Over ten percent of the world's forests are located in Canada. There are various different forms of forest region each with their own specific climates, topography and soil. Each region produces a different form of hardwood flooring with impeccable standards of quality and consistency. There are five major forest regions in Canada; the Boreal Forest Region, which mainly produces black spruce; the West Coast Forest Region, which is the most productive area; the Montane Forest Region, which produces small coniferous trees; and the Mixed Forest Region, which contains hardwoods such as maple, birch and black walnut. The remaining area is the Taiga Forest Region; however this area has limited accessibility and isn't as widely used as the others.

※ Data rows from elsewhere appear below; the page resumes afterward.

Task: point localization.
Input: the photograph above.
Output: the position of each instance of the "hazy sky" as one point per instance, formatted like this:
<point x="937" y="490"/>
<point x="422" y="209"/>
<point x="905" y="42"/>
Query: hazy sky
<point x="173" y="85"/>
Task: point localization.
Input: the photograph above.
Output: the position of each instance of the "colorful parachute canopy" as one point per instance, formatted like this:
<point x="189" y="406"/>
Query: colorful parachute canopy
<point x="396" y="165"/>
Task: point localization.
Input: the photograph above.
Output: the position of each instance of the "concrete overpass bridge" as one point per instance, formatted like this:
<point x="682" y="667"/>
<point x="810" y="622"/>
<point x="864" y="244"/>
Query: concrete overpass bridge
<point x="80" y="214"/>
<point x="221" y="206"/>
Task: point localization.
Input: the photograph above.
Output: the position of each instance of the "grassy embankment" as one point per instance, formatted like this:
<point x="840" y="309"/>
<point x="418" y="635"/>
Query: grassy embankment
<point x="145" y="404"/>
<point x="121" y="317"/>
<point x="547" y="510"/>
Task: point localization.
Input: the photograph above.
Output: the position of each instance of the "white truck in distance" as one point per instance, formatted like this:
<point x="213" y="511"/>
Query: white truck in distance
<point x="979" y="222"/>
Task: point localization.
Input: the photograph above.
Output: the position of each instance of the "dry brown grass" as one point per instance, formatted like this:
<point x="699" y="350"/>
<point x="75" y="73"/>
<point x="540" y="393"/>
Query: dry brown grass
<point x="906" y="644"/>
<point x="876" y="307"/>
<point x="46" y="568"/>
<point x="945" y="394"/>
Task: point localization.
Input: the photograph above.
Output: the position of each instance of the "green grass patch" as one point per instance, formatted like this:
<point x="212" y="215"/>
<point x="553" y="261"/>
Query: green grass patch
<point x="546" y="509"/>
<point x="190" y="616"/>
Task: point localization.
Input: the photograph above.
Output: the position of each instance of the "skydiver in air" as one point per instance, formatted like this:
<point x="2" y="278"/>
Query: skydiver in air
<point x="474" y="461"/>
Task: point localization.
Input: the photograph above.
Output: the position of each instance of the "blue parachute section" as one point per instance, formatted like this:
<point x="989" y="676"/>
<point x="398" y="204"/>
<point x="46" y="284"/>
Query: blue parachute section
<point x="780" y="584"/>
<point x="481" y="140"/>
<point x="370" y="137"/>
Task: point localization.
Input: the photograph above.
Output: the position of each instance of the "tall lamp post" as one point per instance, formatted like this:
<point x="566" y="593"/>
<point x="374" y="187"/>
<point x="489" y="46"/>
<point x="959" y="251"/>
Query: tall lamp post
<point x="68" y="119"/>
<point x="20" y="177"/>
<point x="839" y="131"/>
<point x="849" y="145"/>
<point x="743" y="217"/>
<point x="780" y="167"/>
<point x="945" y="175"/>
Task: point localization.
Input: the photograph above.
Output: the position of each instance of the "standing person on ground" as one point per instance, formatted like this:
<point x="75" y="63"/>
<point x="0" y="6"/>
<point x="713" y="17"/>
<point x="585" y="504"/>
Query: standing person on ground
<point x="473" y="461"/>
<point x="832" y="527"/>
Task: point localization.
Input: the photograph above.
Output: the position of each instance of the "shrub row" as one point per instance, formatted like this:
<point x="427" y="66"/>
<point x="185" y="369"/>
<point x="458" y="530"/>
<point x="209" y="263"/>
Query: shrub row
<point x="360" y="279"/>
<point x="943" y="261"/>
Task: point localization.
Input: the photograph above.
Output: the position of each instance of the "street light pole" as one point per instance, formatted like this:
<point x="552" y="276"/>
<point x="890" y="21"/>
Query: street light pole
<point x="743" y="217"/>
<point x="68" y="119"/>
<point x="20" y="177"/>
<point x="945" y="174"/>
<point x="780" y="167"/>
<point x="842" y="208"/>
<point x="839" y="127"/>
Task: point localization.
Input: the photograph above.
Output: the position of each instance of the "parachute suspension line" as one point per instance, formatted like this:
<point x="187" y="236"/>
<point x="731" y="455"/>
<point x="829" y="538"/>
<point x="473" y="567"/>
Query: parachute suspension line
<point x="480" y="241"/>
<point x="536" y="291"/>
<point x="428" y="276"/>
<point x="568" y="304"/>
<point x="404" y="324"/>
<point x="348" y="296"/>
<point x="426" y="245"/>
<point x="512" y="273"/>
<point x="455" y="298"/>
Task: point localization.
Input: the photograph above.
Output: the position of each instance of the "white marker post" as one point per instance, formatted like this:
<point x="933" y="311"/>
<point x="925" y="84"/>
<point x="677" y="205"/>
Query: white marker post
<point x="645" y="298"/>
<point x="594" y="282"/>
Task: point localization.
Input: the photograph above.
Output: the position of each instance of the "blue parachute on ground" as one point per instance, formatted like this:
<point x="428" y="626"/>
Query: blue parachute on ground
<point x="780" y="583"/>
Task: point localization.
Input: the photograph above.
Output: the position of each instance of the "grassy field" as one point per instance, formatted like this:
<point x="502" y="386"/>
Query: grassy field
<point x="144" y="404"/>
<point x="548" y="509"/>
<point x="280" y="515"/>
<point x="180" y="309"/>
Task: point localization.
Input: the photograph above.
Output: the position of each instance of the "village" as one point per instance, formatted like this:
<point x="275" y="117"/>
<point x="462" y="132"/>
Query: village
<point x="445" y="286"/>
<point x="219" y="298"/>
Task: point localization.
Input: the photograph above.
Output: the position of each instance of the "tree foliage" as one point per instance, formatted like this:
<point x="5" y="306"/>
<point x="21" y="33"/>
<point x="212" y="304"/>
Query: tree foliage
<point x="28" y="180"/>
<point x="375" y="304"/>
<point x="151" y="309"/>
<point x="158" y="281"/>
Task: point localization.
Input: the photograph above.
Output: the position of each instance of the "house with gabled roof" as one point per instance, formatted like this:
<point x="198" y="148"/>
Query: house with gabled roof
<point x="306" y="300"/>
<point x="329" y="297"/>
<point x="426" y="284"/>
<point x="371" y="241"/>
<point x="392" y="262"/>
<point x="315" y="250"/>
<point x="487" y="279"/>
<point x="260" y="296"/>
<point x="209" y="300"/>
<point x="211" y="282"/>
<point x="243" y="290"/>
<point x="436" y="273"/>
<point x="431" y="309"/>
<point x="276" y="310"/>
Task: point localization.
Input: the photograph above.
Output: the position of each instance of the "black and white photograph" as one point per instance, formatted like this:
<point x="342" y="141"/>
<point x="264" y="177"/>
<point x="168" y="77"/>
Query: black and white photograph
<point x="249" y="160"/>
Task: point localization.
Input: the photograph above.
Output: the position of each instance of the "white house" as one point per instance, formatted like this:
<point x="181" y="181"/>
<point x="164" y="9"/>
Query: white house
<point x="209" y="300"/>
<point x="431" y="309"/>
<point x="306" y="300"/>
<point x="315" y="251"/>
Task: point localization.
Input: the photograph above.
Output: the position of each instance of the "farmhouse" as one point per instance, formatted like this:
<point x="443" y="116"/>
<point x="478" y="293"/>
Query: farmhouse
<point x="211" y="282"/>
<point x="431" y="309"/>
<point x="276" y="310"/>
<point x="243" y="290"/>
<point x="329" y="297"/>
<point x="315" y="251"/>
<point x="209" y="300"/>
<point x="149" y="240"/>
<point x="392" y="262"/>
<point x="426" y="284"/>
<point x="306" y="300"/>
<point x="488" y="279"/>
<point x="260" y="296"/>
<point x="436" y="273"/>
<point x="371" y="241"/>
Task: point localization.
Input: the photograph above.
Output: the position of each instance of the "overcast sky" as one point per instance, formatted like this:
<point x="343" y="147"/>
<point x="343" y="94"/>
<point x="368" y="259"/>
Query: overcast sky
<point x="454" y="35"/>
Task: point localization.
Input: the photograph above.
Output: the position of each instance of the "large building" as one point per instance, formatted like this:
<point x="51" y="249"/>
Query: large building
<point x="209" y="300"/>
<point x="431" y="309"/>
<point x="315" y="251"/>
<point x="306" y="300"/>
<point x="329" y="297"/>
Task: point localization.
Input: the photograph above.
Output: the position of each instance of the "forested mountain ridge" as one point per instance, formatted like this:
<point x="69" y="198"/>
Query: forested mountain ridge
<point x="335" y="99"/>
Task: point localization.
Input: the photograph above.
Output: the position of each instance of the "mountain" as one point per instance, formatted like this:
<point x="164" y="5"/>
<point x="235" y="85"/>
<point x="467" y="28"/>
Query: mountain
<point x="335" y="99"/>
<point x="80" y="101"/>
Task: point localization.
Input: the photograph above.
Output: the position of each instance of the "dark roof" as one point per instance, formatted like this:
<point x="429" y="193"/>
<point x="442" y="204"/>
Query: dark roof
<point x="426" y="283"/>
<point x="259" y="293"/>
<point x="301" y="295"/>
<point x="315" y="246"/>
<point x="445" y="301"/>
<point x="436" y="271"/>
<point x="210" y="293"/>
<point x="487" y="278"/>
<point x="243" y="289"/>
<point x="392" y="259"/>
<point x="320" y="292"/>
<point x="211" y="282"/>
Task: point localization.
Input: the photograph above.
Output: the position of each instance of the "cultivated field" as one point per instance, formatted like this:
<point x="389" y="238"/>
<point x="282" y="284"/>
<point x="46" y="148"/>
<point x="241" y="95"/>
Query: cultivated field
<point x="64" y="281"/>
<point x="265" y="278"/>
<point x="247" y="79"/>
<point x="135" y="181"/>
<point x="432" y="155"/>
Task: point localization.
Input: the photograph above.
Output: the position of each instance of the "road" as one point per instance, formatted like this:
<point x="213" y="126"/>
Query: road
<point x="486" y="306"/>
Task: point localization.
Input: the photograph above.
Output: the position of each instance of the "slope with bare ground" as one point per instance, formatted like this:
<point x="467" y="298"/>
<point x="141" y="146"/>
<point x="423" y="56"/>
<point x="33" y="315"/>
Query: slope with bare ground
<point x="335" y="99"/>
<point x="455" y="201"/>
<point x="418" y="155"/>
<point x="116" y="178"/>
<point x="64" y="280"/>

Why Canadian Hardwood Flooring is so Strong
Several different types of wood are grown in Canadian forests, including; birch, ash, beech, oak and maple. One of the reasons why Canada's wood is such good quality is because of the climate. The coldness makes the wood grow slower, which results in tighter and stronger wood with more consistent tones of color. Canadian hardwood has a reputation across the world for being the best quality material when it comes to making flooring. The tightness of the growth rings and the consistency of the patterns don't only prove that the wood has a great deal of strength, but it's visually striking to look at. This is the reason why many of the world's best architects and designers are always looking for ways to incorporate Canadian maple hardwood flooring into their buildings.
Canada is considered to be a low risk country when it comes to EU Timber Regulation. This regulations states that; operators must always have access to information about their timber and timber products; operators must conduct a risk assessment to ensure illegal timber doesn't get mixed up in their supply chain; and that if there is a risk of retrieving illegal timber is mitigated by requiring additional information from the supplier. This strict EU regulation means that people who purchase Canadian maple hardwood flooring don't have to worry about damages to the environment from acquiring illegal timber. Manufacturers of Canadian hardwood flooring are always striving to minimize waste, and only a maximum of 5% of each cut tree isn't used. This 5% is made of up branches, which the tree cutters leave on the forest floor in order to biodegrade and aid future tree growth.